Hacen un llamado al Gobierno para que llegue proyecto de viviendas.

La institución Pequeños Hermanos llevó personal médico para atender a más de 300 damnificados de esta comunidad santabarbarense.
La institución Pequeños Hermanos llevó personal médico para atender a más de 300 damnificados de esta comunidad santabarbarense. /

San Pedro Sula, Honduras

Centenares de pobladores que habitaban lo que un día fue la aldea La Reina se beneficiaron el fin de semana con la llegada de una brigada médica.

En noviembre pasado, tras el paso de las tormentas Eta y Iota, toda la comunidad de La Reina, Protección, Santa Bárbara, fue soterrada por un alud de tierra y sus habitantes quedaron en la calle. Desde entonces fueron refugiados en albergues, como escuelas, kínderes e iglesias.

El sacerdote Leopoldo Serrano ha dado apoyo a todos los afectados con gestión de donaciones de alimentos, enseres básicos, atenciones médicas y medicinas desde que ocurrió la tragedia. El religioso expresó ayer que están preocupados porque alrededor de 40 personas de diferentes edades dieron positivos a las pruebas rápidas de covid-19.

“De la institución llamada Pequeños Hermanos llegaron 24 personas entre médicos, enfermeras y colaboradores que desde Talanga en Francisco Morazán se desplazaron al Hogar Franciscanos”, explicó Serrano.

En dos días de brigada atendieron a 325 personas de las que 39 dieron positivo a las pruebas rápidas de covid-19.

Según el sacerdote, esto ocurre porque los pobladores tienen que andar deambulando en albergues y en casas de familiares a la espera de tener su propio hogar.

Urgen de ayuda.
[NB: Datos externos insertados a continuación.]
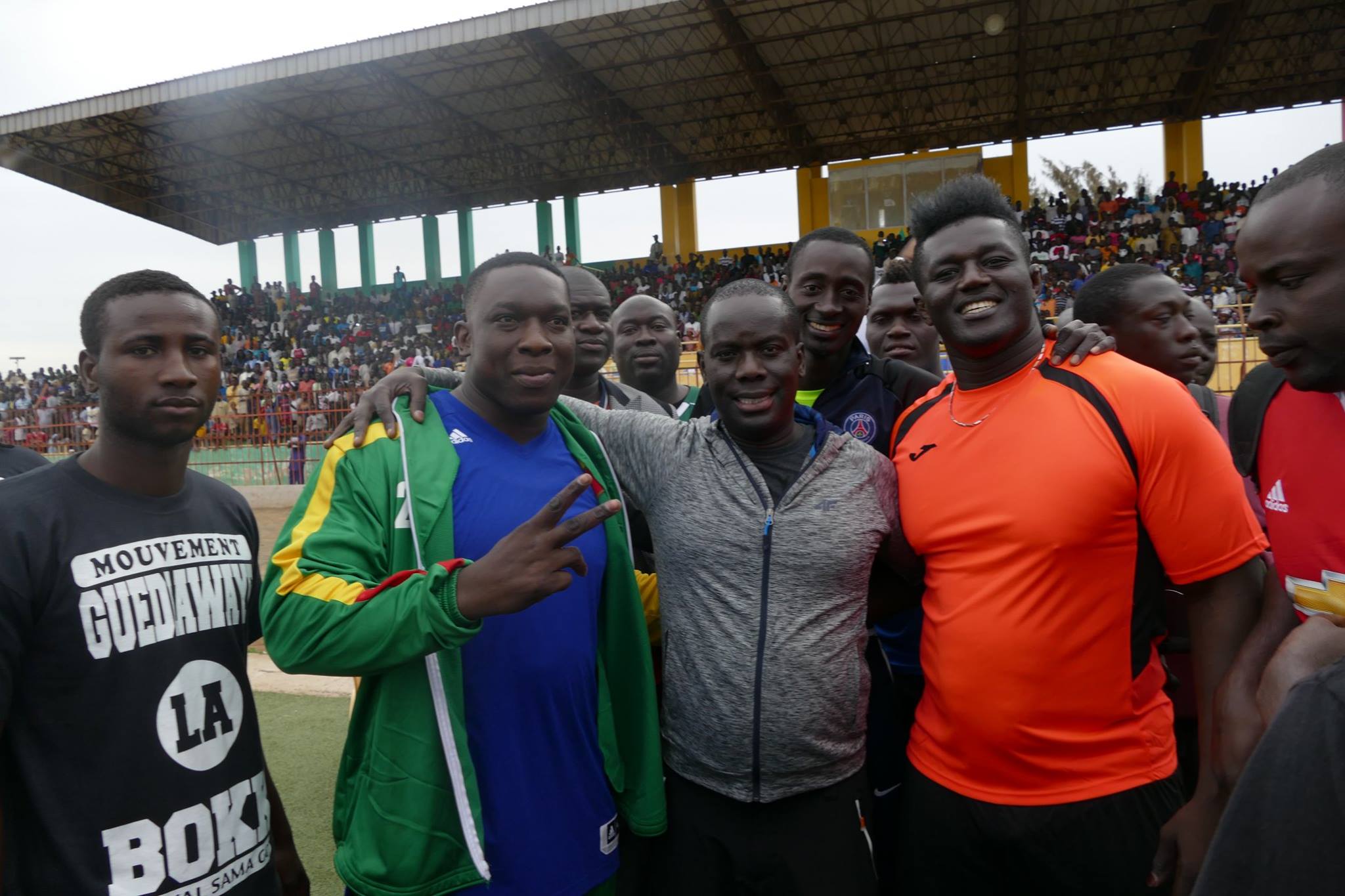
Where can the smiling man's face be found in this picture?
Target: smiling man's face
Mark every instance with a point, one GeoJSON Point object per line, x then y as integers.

Después de que las autoridades de Copeco manifestaron que la zona donde ocurrió el derrumbe no puede ser habitada, el padre Serrano gestionó apoyo para la reubicación de los damnificados.

Fue así como consiguió un terreno donado; pero falta la agilización por parte del Gobierno para la construcción del proyecto y que los damnificados tengan un lugar digno. “El proyecto de construcción de las viviendas está estancado, ya que personas que ofrecieron ayuda ya no responden y el Gobierno ha mentido porque hace varios meses que anunciaron que había 300 casas para los pobladores de La Reina”, manifestó el sacerdote.

Jorge Flores, damnificado de La Reina, manifestó que “se siente agradecido por el apoyo de los médicos. Estamos desconsolados porque ya pasaron cinco meses de la tragedia y aún no tenemos un hogar para nuestras familias y andamos de un lado para otro”.